The gateway can detect most of these passively by watching cache hit rate per virtual account. A 10K-token system prompt consistently running below a 40% hit rate is almost always a content-volatility problem, and the trace timeline usually shows which segment is changing. The TrueFoundry dashboard surfaces this as a "low cache hit rate" alert with prefix-diff context, so the fix is usually a five-minute prompt edit.

9 FAQs

Do I have to use Anthropic's cache_control syntax even if I'm only calling OpenAI?
No — but it costs you nothing and gives you portability. If you write client code against cache_control and later route a subset of traffic through Anthropic or Bedrock, no client changes are needed. If you write it against OpenAI's parameters directly, every future provider addition becomes a client-side refactor.
What's the minimum prefix length that actually caches?
1,024 tokens for Anthropic Sonnet-class and OpenAI; 2,048 for Anthropic Opus-class; 1,024 for Bedrock Converse. Below the threshold the directive is accepted and silently dropped. If you're not seeing hits on what you thought was a long prefix, count the tokens before assuming the cache is broken.
How does the gateway handle a 1-hour TTL request when the routed model doesn't support it?
Model resolution happens before cache translation. If the router lands on a model that doesn't support extended TTL, the translator emits the 5-minute default and tags the span with gen_ai.tfy.cache_ttl_downgrade=5m — the downgrade is visible in the trace.
Can I share a cache across providers — Anthropic and Bedrock both serve Claude?

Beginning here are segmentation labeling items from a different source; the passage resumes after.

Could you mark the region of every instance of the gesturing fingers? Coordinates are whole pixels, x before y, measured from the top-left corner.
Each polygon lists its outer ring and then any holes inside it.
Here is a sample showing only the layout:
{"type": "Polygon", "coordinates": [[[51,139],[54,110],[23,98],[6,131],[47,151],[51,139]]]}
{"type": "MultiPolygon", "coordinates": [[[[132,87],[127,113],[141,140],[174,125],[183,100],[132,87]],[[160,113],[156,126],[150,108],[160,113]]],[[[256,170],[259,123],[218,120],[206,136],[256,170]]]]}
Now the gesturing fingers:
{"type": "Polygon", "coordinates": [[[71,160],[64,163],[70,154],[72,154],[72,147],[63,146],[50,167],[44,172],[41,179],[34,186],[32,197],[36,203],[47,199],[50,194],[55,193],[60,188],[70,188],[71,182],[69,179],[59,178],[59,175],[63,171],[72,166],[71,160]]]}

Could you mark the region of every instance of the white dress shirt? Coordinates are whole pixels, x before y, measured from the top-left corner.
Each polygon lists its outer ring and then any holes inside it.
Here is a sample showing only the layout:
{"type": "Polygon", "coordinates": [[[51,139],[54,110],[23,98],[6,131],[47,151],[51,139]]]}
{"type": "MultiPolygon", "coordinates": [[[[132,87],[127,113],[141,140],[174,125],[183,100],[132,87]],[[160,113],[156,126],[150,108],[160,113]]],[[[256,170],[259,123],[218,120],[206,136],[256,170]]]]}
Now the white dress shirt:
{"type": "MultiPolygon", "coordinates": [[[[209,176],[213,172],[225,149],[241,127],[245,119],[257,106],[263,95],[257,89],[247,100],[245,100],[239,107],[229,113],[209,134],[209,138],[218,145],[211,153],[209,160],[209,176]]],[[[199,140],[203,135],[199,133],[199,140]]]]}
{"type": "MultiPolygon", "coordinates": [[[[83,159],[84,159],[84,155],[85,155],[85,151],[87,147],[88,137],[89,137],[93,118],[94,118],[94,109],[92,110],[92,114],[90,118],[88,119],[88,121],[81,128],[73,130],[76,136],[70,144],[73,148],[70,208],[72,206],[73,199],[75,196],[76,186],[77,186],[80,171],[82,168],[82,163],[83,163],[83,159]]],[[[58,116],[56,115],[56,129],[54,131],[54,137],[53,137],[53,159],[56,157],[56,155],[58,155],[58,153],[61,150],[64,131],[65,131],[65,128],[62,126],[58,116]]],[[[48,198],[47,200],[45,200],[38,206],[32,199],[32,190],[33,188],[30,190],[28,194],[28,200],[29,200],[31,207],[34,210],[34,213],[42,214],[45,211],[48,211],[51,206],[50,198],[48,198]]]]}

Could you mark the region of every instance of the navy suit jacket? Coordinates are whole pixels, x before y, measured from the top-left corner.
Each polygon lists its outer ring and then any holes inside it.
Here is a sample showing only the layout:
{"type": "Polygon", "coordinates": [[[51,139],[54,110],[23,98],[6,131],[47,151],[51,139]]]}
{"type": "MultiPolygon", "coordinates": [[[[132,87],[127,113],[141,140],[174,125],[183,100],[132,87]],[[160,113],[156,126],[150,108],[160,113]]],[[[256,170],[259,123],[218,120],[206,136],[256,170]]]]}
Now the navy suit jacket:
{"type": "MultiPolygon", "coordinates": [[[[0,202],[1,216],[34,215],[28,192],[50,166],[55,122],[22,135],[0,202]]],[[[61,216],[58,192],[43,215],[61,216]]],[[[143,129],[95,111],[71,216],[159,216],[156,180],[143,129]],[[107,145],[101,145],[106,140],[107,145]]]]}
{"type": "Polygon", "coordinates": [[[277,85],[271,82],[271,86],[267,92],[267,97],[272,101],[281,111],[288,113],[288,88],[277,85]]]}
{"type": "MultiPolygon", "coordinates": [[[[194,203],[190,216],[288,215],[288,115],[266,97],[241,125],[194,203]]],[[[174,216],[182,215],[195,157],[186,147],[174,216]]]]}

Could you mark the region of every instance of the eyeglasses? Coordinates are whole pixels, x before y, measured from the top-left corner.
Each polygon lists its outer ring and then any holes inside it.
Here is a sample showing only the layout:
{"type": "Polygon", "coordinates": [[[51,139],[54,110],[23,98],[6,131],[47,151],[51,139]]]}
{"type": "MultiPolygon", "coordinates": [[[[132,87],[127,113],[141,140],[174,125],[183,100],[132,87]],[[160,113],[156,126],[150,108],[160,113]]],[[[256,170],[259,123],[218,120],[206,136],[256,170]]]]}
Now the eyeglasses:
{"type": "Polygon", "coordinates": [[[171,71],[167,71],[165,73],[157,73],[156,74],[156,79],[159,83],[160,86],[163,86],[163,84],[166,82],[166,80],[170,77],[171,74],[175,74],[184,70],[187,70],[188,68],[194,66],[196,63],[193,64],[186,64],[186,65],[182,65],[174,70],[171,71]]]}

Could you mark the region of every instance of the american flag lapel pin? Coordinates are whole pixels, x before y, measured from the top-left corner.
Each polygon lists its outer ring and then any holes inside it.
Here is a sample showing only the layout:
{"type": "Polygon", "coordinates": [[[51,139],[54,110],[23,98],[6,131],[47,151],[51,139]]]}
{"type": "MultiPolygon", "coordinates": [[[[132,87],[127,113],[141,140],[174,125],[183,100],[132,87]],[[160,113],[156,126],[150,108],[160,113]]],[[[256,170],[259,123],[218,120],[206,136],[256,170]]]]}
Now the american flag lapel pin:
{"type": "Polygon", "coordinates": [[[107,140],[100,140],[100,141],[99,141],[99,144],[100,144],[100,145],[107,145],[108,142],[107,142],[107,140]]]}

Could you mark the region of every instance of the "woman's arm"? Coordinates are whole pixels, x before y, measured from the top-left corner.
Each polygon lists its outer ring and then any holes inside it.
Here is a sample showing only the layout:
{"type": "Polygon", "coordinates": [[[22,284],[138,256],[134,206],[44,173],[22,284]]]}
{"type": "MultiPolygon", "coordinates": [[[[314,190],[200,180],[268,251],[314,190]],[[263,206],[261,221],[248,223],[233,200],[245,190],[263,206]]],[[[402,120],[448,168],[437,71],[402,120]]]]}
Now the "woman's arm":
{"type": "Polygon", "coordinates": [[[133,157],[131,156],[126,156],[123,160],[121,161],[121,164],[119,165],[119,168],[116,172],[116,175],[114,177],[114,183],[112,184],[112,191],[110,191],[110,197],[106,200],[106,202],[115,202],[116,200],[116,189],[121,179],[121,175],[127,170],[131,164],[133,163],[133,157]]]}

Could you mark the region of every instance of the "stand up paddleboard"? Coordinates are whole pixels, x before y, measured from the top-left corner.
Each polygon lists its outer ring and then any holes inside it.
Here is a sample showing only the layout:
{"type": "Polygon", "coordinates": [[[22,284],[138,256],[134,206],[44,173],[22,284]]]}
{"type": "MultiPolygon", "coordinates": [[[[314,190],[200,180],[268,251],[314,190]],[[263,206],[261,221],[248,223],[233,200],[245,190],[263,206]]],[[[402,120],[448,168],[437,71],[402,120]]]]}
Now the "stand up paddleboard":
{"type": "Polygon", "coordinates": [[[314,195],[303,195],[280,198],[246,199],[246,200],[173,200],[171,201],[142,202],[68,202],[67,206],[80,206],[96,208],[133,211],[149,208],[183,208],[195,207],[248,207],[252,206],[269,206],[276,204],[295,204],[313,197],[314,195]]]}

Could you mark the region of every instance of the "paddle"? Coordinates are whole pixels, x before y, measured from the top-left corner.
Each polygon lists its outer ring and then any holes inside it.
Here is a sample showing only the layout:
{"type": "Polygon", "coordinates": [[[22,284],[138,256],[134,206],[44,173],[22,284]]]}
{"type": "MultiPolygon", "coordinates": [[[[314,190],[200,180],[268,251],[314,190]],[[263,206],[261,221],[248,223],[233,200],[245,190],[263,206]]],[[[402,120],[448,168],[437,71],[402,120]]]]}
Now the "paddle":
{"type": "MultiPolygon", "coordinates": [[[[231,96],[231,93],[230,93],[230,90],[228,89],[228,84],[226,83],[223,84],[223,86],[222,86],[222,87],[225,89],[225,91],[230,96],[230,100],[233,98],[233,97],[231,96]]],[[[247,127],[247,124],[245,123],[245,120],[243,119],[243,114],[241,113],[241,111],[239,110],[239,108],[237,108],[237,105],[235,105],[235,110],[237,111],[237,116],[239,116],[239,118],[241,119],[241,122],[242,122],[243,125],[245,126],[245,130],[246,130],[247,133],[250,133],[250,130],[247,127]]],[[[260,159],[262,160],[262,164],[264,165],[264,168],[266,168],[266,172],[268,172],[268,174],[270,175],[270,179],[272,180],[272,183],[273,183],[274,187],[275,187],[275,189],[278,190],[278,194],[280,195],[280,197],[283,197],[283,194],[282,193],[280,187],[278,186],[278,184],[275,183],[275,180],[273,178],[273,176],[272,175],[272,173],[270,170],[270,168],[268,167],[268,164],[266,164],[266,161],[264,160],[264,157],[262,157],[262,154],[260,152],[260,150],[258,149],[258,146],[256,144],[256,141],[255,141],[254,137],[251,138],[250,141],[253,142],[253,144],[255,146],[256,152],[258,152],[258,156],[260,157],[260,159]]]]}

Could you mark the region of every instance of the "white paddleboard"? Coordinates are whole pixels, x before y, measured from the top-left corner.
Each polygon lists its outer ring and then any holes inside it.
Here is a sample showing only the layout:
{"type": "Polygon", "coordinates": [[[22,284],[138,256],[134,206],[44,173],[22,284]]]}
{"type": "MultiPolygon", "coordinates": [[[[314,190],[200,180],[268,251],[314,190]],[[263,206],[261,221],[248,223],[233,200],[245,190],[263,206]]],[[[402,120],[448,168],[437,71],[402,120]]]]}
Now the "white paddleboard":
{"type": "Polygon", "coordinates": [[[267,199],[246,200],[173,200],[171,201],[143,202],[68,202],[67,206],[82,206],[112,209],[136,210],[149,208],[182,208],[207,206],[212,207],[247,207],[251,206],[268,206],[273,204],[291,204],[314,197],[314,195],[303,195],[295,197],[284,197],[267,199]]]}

No. Caches are infrastructure-scoped — even though Anthropic's API and Bedrock's Claude routes use the same model weights, the KV cache lives in different machines on different accounts. Sending the same request to both targets builds two independent caches and pays the write surcharge twice.
How does this compose with semantic caching at the gateway?
The two layers are complementary. Provider prompt caching reduces input-token cost but still generates a fresh output; semantic caching at the gateway eliminates the model call entirely on a hit. Use semantic cache as the first lookup, provider cache as the fallback. We cover the gateway layer in Semantic Caching: When Text Stops Being the Right Cache Key.
Is there a way to verify cache-attribution math against the actual bill?
Yes — pull each provider's billing export for a fixed window, sum the gateway's computed costs over the same window grouped by provider and TTL tier, and reconcile. If the gateway's number is more than ~2% off the bill, something in the normalization path is wrong; under 2% is usually rounding.